The S.E.C. chose to ask for public comment on the request, bringing letters of protest from a number of shareholders, including Mr. Sullivan, who told me he would disclose the identities of the beneficial holders to the S.E.C., but only if it promised not to make them public.

There is no question that the level of 300 owners of record is a magic number in determining whether the company must resume filing with the S.E.C. There is no doubt that there are more than 300 beneficial owners even without counting Mr. Sullivan’s trusts. But the rules allow companies to ignore many such owners if all their shares are held at the same brokerage firm. Mr. Sullivan would like the S.E.C. to make it harder for companies to go dark and stay dark.

Even if he prevails in that, it is far from clear what he will have accomplished. Public filings would make it easier to see what was going on, but Goldman would still have all the cards and might find ways to assure that the preferred holders received little or nothing from their investment.

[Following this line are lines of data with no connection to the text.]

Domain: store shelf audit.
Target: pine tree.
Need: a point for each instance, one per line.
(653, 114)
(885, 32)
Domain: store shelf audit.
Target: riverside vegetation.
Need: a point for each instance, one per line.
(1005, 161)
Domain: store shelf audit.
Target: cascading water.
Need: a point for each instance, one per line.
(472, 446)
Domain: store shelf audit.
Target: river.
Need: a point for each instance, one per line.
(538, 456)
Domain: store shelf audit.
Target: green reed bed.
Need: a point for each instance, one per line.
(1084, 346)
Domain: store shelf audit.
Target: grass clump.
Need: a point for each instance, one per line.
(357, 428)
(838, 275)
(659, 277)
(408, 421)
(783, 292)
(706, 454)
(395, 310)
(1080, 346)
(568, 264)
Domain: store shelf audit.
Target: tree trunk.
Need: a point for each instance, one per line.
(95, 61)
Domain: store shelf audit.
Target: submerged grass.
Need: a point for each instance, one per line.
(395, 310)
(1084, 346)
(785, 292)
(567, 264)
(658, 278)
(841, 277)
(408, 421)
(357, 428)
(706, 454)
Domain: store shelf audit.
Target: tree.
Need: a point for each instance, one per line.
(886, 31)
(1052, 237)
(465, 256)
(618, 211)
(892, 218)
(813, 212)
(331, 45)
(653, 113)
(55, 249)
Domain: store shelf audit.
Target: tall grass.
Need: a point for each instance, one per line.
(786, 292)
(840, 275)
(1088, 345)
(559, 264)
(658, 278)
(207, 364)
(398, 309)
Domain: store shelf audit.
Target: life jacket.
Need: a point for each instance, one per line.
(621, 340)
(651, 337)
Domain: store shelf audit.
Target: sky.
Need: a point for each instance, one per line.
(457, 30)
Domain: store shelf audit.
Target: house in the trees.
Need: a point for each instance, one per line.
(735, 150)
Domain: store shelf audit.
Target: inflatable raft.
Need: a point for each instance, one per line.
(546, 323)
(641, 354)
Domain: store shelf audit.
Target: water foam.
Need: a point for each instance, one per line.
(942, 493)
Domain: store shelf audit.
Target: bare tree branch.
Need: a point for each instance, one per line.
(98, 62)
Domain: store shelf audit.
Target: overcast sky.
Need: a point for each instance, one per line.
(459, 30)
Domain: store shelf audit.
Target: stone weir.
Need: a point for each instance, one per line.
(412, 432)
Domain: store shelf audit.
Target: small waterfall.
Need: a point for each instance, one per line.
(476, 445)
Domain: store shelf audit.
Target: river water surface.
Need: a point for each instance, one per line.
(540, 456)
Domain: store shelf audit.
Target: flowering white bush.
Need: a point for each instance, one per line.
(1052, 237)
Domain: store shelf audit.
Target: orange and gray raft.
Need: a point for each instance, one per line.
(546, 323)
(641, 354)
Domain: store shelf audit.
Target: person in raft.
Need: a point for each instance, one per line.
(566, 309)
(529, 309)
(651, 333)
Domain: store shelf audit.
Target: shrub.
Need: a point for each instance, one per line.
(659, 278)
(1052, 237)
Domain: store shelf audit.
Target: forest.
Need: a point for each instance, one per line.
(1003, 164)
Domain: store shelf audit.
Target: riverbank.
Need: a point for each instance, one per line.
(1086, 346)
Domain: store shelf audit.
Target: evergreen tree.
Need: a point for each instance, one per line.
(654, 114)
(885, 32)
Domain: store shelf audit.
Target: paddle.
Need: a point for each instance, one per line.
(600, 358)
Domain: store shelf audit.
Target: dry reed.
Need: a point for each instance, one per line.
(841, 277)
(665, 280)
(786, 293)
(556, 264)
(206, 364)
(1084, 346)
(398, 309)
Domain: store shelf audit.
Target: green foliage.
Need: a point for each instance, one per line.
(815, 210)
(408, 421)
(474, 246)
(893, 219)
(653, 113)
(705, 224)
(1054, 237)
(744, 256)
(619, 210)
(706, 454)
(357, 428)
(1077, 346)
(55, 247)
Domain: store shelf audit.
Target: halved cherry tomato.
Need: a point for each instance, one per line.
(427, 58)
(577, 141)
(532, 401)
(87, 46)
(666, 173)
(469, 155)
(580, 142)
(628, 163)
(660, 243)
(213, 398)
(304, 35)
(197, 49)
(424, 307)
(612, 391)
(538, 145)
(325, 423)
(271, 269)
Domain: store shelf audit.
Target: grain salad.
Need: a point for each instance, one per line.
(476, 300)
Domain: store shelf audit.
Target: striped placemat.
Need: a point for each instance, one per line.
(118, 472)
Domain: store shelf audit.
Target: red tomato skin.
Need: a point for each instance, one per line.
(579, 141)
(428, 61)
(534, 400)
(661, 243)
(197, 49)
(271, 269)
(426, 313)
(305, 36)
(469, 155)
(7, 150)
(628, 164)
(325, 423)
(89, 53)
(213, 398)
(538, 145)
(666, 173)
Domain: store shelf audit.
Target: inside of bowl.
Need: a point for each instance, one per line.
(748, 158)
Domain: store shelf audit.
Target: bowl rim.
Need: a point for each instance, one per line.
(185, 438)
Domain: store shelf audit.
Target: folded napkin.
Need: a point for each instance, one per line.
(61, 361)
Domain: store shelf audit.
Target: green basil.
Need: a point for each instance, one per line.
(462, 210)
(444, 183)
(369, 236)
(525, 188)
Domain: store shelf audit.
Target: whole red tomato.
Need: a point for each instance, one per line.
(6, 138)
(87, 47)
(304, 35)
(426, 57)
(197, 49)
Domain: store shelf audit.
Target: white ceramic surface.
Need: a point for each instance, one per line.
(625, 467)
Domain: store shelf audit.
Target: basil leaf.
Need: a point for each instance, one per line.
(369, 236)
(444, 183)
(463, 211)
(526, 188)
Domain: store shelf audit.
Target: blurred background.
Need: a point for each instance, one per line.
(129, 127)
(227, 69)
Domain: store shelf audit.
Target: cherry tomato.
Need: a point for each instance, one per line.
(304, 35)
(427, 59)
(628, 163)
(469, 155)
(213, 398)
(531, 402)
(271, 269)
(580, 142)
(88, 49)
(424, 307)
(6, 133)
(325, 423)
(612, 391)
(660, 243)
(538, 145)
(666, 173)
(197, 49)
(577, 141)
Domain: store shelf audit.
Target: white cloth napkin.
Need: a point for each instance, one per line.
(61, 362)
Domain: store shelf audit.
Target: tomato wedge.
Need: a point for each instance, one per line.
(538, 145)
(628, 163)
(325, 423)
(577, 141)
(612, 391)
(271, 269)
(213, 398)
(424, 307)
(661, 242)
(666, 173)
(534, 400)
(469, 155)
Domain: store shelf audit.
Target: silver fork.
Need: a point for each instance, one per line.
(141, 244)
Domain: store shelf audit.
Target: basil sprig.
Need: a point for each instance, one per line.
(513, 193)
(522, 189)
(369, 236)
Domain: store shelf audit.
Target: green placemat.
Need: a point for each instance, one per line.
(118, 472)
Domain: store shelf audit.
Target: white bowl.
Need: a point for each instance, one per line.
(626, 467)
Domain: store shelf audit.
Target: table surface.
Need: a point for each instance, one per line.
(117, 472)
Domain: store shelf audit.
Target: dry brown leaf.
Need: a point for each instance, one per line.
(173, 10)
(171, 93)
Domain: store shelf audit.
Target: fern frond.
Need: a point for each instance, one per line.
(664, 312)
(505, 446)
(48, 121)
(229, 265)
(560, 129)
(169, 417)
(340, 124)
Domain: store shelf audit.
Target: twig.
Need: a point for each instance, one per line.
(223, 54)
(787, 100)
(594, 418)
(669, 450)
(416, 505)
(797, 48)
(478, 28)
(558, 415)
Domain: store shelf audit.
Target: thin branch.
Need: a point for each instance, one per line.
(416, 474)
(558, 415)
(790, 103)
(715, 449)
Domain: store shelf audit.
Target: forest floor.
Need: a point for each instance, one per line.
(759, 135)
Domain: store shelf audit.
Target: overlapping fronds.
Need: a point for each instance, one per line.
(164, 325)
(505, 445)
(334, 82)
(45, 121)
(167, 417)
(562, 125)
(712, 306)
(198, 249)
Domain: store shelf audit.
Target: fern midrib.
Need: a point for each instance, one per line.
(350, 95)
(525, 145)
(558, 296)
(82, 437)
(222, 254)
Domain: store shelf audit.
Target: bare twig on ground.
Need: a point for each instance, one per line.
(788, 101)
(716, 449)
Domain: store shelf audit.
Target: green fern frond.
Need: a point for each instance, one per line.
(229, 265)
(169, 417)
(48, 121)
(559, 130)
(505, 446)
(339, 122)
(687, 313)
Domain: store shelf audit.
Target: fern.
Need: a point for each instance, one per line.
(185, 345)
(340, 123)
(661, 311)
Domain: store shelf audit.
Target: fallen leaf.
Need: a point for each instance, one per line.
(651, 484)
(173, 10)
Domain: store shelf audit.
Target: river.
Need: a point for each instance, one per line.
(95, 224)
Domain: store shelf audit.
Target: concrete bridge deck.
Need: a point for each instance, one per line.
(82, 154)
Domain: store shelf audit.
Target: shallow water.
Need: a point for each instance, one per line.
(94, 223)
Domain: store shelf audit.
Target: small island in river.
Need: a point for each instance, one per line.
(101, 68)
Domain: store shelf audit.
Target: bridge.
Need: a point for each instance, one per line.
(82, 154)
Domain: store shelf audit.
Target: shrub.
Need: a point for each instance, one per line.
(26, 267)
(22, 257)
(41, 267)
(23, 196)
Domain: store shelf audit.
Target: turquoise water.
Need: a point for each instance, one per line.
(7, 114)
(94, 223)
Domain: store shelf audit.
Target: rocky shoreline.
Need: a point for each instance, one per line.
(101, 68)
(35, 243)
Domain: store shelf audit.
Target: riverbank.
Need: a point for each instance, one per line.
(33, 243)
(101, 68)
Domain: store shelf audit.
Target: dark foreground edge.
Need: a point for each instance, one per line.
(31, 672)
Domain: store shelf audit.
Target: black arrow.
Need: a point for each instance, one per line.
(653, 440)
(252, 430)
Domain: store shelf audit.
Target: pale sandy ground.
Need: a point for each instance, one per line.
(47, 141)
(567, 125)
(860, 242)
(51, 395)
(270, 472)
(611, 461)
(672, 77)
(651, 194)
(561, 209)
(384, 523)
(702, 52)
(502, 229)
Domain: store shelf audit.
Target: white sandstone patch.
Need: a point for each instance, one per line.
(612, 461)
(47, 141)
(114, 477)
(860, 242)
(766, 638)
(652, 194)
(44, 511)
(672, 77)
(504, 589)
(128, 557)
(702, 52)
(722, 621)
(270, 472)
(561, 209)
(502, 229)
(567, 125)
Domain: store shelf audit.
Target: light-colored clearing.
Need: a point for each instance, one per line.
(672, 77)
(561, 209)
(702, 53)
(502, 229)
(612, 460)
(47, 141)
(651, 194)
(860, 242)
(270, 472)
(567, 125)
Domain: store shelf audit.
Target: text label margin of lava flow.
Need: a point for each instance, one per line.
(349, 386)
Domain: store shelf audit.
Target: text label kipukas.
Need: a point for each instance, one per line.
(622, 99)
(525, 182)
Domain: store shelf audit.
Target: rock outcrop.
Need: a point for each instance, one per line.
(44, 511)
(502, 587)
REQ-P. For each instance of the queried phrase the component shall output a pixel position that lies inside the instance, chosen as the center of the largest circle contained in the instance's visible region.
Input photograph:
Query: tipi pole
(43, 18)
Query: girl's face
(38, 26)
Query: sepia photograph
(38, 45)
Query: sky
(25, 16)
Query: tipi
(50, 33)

There is one sidelight to this that emphasizes how convoluted it can be when a company has public investors but chooses to keep the public in the dark. The company’s charter, available on its Web site, seems to say no one can buy more than 9.9 percent of the preferred shares. But the Goldman affiliate did. The rules do not apply if the company gives up its tax status as a real estate investment trust, or REIT, but nothing I could find on the Web site indicates that happened. In his letter to the S.E.C., Mr. Farrar, the lawyer for Goldman, referred to the company’s “REIT sub,” short for subsidiary, which sounds as if it is still a REIT.

Not so, Goldman assured me. The company gave up its REIT status years ago and disclosed that in financial statements that are not public.

So why did Mr. Farrar use the language he did?

“Historically it was referred to internally as the ‘REIT sub’ and we simply continued that reference,” Ms. Raphael said. “The reference is not indicative of the company’s tax status.”